Question: I have just been diagnosed with a serious condition. My daughter is insisting that she join me during consultations. I’m not someone who likes to lean on others. Do I really need to bring her? Will it annoy my doctor?
Leslie Michelson: As long as you trust and respect your daughter and her intentions, I highly recommend you bring her to your physician visits. During this time, you are going to be feeling your most vulnerable, and it’s very easy to become overwhelmed by the volume and intensity of medical information coming at you.
If you are dealing with a complicated health problem such as cancer, diabetes, heart disease or a chronic condition that requires sustained care and attention, having a helper at your side is crucial. Beyond the emotional and logistical support she can provide, numerous studies show that patients are more likely to understand and follow their physician’s advice and have improved communication with their doctor when a companion participates.
I sometimes refer to this person as a “health care quarterback.” A quarterback is often a family member, spouse, or friend. What matters most is that this is someone you trust, who is emotionally savvy, and possesses a methodical attention to detail (see The Patient’s Playbook Chapter 4: “Develop A Support Team” for more.)
In my experience, most physicians appreciate when you bring a companion along. Having an extra set of eyes and ears ensures that your doctor’s guidance and instructions are being heard. And your physician receives a fuller picture about your condition and symptoms when your advocate speaks up about things you may forget to mention.
Under the Health Insurance Portability and Accountability Act (HIPAA) of 1996, as long as you do not object, your doctor may discuss your health information with you in front of others. It’s up to you to let your doctor know if there are matters that are too private to openly discuss.
In situations when you are simply having a routine physical, or a follow-up in which you are confident about your situation and know exactly what’s going on, then having a companion in the room may not make sense. But if you’re likely to be getting news about your condition, starting a treatment, or having an informational consultation, it’s tremendously helpful to have someone along who can take notes, ask thoughtful questions, and relay relevant medical details.
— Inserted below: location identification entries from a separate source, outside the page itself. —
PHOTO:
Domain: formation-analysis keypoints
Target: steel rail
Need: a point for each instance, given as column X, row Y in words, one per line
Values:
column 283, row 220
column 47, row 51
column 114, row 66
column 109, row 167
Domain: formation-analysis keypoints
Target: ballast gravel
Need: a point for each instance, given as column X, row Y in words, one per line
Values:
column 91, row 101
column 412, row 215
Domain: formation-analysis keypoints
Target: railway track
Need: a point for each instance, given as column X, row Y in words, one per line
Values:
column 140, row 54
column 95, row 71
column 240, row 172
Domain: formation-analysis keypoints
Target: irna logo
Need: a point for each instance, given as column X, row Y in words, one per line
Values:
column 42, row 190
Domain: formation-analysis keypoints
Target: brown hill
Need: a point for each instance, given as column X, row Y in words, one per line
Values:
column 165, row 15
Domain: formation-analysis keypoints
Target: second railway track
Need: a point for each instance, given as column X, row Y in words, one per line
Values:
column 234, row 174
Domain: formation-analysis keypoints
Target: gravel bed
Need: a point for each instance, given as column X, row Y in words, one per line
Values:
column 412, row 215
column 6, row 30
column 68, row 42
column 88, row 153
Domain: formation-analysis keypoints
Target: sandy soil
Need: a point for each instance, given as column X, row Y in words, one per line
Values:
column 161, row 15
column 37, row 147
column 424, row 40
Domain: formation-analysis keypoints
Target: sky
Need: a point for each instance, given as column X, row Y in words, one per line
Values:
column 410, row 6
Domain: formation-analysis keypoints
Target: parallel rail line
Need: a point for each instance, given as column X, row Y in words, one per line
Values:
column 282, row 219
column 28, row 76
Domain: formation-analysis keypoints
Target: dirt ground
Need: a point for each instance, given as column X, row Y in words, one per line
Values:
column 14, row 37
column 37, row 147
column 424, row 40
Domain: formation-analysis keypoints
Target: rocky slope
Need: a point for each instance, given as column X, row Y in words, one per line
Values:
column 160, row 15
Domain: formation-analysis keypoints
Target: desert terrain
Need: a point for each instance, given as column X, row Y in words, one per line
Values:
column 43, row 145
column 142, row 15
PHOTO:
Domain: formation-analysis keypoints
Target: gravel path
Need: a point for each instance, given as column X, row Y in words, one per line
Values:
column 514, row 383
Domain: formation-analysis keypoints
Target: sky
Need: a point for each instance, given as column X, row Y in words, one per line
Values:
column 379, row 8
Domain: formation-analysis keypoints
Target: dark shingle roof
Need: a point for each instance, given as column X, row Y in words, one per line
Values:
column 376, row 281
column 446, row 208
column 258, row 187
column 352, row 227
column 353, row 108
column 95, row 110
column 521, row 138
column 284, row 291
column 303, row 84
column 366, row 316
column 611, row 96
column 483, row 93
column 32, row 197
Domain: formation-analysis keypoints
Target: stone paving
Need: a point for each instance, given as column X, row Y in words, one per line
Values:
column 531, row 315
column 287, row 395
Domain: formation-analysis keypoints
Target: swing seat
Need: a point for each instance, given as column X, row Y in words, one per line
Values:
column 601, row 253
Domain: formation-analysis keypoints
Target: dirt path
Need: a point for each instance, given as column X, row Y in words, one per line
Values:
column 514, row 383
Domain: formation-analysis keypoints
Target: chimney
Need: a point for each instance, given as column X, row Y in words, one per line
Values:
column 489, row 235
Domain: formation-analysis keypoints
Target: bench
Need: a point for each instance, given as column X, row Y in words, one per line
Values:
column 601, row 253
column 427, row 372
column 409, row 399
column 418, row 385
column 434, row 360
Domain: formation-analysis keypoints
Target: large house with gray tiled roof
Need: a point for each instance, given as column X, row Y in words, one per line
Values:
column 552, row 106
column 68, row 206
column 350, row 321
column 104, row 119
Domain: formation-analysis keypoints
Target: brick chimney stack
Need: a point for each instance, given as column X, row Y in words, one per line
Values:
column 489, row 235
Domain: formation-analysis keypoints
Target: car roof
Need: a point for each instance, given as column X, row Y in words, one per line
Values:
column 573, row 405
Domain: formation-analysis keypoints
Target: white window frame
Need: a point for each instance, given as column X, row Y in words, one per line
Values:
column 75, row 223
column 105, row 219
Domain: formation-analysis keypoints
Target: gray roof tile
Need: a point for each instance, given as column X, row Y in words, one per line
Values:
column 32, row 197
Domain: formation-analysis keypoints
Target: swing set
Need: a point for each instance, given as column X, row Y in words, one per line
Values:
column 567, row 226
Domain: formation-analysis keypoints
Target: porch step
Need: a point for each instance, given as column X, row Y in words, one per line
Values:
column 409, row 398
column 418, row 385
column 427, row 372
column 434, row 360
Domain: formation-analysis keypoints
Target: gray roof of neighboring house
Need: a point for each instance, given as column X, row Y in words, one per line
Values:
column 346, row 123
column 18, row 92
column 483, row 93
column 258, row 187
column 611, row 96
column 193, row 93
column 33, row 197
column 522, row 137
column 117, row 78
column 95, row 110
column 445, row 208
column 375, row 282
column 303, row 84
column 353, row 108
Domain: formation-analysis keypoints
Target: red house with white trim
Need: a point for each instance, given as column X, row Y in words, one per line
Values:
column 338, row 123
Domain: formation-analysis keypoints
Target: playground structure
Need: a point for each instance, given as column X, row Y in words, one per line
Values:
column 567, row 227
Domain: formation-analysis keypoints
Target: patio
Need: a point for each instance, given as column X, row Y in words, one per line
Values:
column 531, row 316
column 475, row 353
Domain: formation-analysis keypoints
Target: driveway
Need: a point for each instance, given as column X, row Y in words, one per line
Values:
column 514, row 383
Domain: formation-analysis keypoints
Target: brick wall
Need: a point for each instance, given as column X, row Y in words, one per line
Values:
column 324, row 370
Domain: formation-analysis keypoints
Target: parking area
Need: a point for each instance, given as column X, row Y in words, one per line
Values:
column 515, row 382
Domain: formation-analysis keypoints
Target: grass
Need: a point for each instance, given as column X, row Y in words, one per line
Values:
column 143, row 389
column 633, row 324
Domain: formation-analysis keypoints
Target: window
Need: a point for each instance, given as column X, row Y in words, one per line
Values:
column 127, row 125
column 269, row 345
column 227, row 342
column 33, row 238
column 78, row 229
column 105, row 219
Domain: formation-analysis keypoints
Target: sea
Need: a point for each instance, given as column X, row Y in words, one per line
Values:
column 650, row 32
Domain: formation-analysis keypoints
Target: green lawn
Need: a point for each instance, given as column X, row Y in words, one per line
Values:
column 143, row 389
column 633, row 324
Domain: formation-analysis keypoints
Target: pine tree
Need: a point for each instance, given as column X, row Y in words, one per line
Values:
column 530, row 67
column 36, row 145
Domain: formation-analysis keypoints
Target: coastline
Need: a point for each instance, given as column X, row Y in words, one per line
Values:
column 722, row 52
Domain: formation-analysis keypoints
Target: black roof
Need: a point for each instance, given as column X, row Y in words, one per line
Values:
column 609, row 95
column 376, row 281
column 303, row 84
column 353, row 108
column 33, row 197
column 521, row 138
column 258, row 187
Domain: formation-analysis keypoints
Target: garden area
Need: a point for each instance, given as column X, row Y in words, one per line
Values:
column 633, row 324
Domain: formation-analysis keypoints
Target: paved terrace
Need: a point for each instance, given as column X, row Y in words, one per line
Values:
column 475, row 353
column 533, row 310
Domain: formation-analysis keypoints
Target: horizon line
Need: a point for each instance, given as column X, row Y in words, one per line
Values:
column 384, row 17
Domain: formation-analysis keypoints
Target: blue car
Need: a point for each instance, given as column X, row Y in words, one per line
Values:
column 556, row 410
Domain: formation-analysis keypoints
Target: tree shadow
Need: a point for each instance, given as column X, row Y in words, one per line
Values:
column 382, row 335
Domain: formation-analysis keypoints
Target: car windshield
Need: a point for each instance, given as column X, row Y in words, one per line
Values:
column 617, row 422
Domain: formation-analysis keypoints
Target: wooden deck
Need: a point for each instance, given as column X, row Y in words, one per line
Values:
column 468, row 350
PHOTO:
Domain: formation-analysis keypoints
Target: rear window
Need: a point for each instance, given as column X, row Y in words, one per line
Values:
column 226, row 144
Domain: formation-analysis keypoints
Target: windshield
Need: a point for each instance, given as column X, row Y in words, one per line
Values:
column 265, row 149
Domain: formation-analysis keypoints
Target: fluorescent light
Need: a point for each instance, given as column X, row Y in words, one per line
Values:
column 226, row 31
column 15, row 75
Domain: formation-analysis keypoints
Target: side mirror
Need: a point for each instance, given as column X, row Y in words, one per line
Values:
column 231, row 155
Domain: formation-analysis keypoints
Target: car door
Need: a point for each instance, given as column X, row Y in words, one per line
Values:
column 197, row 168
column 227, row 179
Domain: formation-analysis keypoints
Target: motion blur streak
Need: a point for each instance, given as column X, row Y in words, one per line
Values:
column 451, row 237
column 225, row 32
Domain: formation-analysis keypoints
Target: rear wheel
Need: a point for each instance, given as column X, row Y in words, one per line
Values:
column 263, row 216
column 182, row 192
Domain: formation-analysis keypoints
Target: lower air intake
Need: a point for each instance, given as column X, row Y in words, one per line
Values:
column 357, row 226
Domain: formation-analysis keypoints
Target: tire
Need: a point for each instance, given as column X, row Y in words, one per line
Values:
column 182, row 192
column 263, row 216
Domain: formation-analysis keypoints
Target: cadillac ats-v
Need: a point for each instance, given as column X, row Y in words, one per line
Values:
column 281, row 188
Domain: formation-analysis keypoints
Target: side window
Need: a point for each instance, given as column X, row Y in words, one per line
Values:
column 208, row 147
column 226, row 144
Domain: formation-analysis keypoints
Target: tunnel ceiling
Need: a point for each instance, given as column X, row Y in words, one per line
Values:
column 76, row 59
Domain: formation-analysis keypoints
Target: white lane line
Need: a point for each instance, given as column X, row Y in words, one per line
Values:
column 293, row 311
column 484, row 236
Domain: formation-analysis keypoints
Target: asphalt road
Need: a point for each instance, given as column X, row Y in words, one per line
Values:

Having an astute quarterback on your side helps to protect you against medical error and coordination foul-ups. And it ensures that your entire medical “team” is moving forward toward the same health care goal: better results for you.
- A. Rosland et al., “Family and Friend Participation in Primary Care Visits of Patients with Diabetes or Heart Failure: Patient and Physician Determinants and Experiences,” Medical Care 49, no. 1 (January 2011): 37–45.
- L. M. Schilling et al., “The Third Person in the Room: Frequency, Role, and Influence of Companions During Primary Care Medical Encounters,” Journal of Family Practice 51, no. 8 (August 2002): 685–90.
- J. L. Wolff et al., “An Exploration of Patient And Family Engagement in Routine Primary Care Visits,” Health Expectations, October 29, 2012.
- “Family Members and Friends,” U.S. Department of Health and Human Services.